Fair enough, but the way I read TFA, it doesn't dissuade developers from using tiny convenience libraries that leverage native browser capabilities. Based on your pushback, it sounds like my perception that Lit is mostly a convenient base class for Web Components is very incorrect. I'll dig into that more, thanks!


> it sounds like my perception that Lit is mostly a convenient base class for Web Components is very incorrect.

It has custom syntax, custom directives that look like regular JS functions but cannot be used like regular functions, a custom compiler in the works etc. etc.

They will keep telling you it just a small library and very vanilla though.


And they're right! IMO Lit is a marvel of engineering. I think the goal they set themselves (make it easier to build an entire app out of web components) is silly, but given that goal, they hit a total homerun. It's fast, the compiler is very optional (not using it just means a bit more boilerplate around attributes etc - it's not like using React without a JSX compiler or something), lit-html is a genius alternative to virtual DOMs, etc. The custom html syntax, IMO, is super useful too (eg it lets you workaround The Attribute Mess by passing data straight to properties, as you would in any sane non-web-component framework). And it's a lot closer to regular HTML than eg React's custom HTML syntax (JSX).


> lit-html is a genius alternative to virtual DOMs, etc

It's a haphazard solution that they now fight against with "directives" and even a custom compiler "for when initial render needs to be fast". It's not bad, but it's far from genius. And honestly, the only reason it works is that browsers have spent ungodly amounts of time optimizing working with strings and making innerHtml fast.

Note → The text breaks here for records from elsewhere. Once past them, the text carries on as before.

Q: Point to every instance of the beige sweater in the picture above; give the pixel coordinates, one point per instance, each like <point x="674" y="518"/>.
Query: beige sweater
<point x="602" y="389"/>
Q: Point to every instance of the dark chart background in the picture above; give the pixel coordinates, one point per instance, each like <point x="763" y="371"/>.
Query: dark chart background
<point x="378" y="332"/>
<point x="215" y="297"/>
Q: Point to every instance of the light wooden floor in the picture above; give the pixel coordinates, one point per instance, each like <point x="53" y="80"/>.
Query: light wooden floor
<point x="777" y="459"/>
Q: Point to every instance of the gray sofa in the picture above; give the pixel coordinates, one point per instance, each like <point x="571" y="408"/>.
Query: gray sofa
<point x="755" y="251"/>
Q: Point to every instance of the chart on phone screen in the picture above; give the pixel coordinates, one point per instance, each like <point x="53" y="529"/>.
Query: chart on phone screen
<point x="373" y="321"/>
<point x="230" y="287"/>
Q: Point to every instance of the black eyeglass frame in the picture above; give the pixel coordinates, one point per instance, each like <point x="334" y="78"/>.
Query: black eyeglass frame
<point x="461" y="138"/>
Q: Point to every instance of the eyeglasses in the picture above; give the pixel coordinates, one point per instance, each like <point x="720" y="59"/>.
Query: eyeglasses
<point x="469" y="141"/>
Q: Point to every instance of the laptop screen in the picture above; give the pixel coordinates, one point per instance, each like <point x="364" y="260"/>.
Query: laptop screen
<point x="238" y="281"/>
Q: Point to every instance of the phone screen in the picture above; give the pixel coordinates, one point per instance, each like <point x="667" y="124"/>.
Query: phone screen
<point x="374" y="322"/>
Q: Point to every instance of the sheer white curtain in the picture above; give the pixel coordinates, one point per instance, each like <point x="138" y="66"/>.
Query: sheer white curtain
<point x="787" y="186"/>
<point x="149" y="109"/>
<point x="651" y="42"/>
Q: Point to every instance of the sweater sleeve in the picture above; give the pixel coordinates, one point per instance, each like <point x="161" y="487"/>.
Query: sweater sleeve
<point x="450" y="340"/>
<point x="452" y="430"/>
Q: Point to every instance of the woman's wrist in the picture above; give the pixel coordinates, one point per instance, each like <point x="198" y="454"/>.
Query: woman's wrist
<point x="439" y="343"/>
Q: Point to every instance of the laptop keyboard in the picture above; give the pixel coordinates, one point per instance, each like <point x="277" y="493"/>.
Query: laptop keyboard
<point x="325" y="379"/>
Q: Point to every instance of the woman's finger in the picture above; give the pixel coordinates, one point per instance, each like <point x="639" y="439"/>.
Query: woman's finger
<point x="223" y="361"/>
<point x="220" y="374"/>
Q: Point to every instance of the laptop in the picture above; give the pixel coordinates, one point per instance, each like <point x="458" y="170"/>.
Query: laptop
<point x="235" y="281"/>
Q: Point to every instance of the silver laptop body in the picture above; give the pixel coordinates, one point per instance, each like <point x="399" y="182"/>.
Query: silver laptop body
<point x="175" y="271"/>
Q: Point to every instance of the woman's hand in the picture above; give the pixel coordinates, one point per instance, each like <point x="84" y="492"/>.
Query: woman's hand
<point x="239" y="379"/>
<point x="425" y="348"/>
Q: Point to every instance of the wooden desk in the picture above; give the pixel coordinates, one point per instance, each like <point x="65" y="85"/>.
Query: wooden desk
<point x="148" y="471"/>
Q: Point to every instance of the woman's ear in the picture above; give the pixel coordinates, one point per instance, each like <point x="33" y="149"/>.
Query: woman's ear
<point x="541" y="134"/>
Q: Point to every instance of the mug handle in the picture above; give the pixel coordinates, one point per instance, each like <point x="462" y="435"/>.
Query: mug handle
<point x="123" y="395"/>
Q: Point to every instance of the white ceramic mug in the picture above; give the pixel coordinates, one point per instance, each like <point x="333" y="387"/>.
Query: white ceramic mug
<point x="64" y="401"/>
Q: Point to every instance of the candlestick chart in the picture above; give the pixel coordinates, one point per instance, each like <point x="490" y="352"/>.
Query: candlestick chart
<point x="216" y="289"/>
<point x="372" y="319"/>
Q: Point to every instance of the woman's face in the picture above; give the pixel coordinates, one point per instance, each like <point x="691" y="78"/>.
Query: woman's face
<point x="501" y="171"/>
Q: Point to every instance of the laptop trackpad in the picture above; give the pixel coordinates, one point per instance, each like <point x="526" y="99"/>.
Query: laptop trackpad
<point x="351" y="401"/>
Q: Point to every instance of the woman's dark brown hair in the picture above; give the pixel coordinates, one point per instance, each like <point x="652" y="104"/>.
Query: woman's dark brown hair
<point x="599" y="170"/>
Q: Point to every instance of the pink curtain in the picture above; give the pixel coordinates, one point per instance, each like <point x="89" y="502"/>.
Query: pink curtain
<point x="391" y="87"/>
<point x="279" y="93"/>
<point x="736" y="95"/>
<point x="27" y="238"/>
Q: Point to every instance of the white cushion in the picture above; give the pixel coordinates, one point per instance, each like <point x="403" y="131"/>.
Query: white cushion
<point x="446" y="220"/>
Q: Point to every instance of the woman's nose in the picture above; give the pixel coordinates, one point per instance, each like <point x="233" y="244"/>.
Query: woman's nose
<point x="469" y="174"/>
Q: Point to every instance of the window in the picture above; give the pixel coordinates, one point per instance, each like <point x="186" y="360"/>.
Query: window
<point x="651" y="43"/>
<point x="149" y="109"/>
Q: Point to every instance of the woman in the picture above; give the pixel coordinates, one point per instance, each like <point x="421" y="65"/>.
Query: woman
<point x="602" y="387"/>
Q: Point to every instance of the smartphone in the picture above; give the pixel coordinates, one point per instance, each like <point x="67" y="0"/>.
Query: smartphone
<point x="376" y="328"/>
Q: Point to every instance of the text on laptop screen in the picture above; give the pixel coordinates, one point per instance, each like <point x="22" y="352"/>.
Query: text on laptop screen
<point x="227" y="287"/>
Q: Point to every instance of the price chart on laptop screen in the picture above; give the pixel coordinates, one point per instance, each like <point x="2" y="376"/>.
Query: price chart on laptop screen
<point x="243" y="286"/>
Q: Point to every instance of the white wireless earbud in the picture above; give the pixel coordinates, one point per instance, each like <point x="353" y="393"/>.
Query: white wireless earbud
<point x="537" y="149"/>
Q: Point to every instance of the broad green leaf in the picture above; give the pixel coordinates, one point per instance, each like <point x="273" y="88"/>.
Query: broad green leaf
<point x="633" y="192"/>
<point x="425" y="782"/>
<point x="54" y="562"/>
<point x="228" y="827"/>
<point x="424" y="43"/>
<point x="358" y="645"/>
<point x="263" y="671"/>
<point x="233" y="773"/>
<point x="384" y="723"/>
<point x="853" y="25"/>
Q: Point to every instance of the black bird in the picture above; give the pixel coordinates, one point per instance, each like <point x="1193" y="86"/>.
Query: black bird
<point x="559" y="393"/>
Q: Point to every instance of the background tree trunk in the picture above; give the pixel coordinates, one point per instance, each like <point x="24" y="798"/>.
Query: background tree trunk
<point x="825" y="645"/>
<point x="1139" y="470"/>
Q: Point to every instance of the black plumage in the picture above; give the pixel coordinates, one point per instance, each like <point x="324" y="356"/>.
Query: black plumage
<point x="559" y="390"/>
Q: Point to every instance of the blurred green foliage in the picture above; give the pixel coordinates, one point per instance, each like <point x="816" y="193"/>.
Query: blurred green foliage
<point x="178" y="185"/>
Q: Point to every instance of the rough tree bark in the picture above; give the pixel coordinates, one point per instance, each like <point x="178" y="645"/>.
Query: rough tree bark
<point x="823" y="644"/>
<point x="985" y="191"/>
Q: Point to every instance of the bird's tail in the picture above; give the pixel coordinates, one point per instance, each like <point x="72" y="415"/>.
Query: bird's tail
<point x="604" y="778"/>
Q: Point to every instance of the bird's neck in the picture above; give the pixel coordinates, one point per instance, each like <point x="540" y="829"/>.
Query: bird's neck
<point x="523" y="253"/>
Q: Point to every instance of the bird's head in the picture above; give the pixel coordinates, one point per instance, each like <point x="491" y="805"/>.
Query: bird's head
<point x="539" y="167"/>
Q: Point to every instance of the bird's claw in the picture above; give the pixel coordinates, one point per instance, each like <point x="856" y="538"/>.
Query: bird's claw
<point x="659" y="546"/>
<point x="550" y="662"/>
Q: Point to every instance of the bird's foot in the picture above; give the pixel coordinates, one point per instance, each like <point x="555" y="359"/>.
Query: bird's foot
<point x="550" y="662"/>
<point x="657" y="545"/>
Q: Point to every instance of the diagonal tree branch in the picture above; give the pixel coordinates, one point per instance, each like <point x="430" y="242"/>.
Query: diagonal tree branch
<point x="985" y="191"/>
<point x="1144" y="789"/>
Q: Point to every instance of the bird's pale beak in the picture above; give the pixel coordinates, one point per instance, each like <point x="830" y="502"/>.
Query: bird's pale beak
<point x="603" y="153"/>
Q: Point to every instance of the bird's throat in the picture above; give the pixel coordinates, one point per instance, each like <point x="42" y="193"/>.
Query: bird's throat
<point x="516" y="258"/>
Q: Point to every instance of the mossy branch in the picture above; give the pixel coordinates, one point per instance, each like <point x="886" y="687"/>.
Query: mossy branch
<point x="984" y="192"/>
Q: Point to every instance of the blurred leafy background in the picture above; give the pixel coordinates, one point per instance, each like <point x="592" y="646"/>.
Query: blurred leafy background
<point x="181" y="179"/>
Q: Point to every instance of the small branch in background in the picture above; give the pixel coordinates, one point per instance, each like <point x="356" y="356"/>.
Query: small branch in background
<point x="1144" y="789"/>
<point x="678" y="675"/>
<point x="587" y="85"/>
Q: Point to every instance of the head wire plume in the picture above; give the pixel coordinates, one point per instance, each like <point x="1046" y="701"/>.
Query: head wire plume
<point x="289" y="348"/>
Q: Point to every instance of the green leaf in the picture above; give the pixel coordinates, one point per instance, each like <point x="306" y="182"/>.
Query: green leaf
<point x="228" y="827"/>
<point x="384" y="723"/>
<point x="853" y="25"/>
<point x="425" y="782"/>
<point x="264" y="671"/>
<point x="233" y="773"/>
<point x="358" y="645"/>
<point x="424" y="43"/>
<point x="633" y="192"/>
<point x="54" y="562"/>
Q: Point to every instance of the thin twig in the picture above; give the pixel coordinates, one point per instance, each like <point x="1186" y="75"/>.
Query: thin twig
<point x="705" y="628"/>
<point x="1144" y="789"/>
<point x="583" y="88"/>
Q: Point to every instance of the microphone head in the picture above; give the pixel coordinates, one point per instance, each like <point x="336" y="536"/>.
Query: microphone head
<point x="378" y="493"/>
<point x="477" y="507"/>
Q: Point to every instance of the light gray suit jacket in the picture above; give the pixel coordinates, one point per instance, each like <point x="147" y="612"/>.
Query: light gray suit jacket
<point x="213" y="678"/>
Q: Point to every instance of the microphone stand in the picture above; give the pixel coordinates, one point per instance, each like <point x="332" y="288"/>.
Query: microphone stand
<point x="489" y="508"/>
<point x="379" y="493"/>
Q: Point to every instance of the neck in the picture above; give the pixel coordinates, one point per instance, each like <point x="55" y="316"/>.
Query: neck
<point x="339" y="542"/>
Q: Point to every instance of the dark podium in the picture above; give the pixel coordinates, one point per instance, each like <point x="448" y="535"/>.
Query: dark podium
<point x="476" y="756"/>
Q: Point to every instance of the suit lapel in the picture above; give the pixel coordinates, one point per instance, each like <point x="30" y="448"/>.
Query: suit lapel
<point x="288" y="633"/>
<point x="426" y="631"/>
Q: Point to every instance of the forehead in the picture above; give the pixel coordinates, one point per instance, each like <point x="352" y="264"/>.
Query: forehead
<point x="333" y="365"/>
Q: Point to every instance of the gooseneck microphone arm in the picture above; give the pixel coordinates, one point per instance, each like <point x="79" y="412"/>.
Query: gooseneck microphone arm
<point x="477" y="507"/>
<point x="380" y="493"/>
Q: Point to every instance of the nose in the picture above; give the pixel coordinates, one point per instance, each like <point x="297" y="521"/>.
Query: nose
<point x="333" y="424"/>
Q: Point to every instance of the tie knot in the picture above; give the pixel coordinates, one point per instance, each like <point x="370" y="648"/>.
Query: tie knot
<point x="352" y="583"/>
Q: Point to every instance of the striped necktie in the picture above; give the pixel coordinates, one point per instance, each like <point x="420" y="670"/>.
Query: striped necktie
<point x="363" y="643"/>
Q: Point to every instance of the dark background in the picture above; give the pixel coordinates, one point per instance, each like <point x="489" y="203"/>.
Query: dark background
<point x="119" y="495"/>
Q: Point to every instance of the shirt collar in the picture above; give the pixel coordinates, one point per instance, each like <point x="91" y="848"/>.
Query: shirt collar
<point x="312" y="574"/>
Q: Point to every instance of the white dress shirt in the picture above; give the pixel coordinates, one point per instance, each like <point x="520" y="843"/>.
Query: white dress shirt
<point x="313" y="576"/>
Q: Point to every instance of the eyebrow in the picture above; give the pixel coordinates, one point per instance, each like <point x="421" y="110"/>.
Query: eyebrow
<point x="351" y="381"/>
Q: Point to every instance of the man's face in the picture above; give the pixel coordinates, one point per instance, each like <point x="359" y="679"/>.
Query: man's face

Additionally, it's weird to ask for "close to html" in a 100% Javascript-driven library/framework.

As for "etc.", I don't even know what etc. stands for. lit is busy re-implementing all the things all other frameworks have had for years. Including signals, SSR etc.


Can you explain more about how they're "fighting against lit-html" with the directives? I'm curious what's the struggle here.

> Additionally, it's weird to ask for "close to html" in a 100% Javascript-driven library/framework.

Fair point. I don't personally really care about that either. I guess I just meant to be say that it's not all too custom :-)


It's not really a struggle, but when all you have is a string, how do you enforce certain rules and requirements?

E.g. classMap https://lit.dev/docs/templates/directives/#classmap

--- start quote ---

The classMap must be the only expression in the class attribute, but it can be combined with static values

--- end quote ---

So now you have to figure out which attribute this is called from, whether this particular call is allowed in this attribute etc.

So what they do is they parse (with regexes) their "close to HTML" code into a structure not dissimilar to React's, figure all this stuff out, reassemble actual HTML and dump it to the DOM


I do know what you specifically mean when you say that, but… _all_ libraries are leveraging native browser capabilities, even ones which implement a better component model than Web Components.